Alachua County School Board Chair Sarah Rockwell is under fire after a Facebook post following the news that Hulk Hogan died.

The cultural icon passed away on Thursday at the age of 71.

While people around the globe shared kindness and words of love, Rockwell, a leader in the educational future for school children,  took to Facebook to share a vile, politically motivated comment.

Responding to a post announce Hogan’s passing, she wrote “Good. One less MAGA in the world.”

After her disgusting comments went viral, Rockwell posted the following statement on Facebook, but limited who can comment on the post.

A few days ago, I made a cruel and flippant comment from my personal Facebook account on a friend’s post regarding the death of Hulk Hogan.
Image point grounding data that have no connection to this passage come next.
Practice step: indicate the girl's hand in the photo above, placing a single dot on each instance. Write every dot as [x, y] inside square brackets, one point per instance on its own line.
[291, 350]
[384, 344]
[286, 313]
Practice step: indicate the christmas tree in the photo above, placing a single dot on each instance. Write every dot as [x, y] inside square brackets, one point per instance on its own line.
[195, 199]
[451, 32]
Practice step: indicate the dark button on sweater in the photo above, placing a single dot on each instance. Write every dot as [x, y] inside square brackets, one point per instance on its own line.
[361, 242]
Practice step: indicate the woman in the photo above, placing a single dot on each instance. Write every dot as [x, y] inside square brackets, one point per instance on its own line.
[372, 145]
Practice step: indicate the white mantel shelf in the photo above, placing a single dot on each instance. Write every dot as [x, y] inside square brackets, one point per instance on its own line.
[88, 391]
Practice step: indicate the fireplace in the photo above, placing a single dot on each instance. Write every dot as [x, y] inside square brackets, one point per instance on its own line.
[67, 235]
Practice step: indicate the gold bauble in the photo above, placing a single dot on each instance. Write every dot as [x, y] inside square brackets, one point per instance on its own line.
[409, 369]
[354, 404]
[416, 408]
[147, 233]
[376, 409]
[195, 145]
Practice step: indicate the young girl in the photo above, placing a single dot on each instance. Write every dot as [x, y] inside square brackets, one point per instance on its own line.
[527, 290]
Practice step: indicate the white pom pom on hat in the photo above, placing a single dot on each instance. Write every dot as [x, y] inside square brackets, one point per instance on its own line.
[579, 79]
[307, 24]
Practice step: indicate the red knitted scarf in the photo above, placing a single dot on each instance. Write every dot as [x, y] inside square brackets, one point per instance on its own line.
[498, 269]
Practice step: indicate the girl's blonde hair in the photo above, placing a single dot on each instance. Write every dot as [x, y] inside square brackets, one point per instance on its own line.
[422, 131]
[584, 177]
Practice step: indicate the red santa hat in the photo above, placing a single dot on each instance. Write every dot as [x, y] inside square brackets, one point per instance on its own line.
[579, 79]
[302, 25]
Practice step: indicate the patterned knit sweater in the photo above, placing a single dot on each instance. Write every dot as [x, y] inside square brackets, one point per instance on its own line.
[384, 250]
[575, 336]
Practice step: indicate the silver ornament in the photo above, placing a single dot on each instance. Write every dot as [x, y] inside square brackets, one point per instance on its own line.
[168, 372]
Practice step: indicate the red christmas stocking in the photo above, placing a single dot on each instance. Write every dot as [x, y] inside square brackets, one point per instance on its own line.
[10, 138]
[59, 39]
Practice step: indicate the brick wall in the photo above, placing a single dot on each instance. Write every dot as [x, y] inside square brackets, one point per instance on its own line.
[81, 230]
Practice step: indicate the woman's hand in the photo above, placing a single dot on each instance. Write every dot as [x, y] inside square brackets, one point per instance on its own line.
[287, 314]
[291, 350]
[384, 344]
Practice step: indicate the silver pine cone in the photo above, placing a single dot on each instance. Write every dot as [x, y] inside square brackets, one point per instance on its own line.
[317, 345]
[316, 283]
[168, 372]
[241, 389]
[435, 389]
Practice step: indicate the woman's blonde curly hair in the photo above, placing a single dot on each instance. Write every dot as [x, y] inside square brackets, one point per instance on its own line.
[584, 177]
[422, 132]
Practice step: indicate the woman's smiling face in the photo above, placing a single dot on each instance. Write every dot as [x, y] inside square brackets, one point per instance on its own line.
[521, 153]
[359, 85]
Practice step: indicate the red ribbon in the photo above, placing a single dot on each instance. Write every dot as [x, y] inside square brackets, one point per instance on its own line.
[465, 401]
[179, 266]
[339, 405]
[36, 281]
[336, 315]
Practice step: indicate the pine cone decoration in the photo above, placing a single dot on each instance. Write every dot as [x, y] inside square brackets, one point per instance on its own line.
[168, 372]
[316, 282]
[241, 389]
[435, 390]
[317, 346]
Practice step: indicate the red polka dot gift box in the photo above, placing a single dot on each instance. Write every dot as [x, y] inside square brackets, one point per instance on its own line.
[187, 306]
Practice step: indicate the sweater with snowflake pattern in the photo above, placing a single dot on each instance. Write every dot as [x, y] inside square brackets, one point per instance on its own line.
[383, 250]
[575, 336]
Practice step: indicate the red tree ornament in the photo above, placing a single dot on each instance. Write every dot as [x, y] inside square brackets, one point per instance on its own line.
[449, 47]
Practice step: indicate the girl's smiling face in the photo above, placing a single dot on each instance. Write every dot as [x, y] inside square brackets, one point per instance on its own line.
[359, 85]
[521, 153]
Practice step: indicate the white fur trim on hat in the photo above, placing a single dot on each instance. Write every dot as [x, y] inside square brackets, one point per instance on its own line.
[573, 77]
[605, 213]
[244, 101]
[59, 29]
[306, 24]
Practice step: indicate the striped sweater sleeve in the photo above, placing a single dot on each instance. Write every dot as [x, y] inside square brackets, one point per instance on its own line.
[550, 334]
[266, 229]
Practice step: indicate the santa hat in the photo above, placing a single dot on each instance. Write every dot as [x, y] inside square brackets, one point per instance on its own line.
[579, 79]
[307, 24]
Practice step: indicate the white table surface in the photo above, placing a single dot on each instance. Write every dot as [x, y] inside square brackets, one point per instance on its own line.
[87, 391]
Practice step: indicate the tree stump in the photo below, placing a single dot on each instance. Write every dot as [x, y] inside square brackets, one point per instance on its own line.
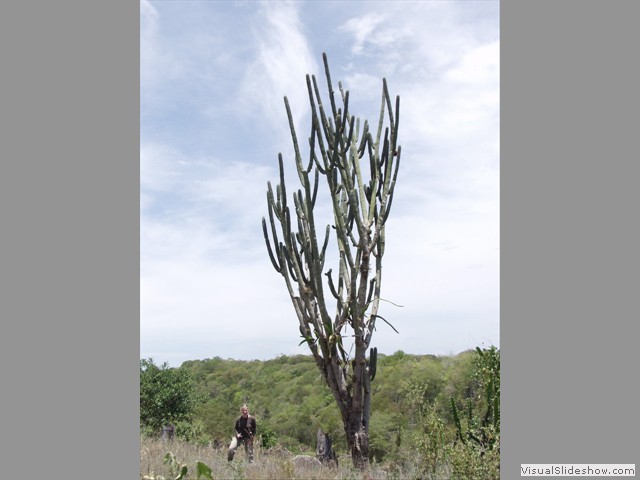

I deeply regret making that comment and have since removed it. I want to make it very clear that I never have and never will wish harm on anyone regardless of whether we share political views. While I strongly disagree with some of the comments Hulk Hogan made, that is no excuse for my comment.

I also sincerely apologize for the way my comment has eroded confidence in my ability to represent all students, families, and staff in Alachua County. I want to assure all of you that the best interests of our children and our public schools are at the center of everything I do as a board member. I hope I have shown that by my record of advocacy for children, families, and staff members throughout Alachua county.

Again, I apologize for the hurt and distrust I have caused with my insensitive comment. I will continue to do the hard work of putting our children and schools first. I hope that I can earn back your trust.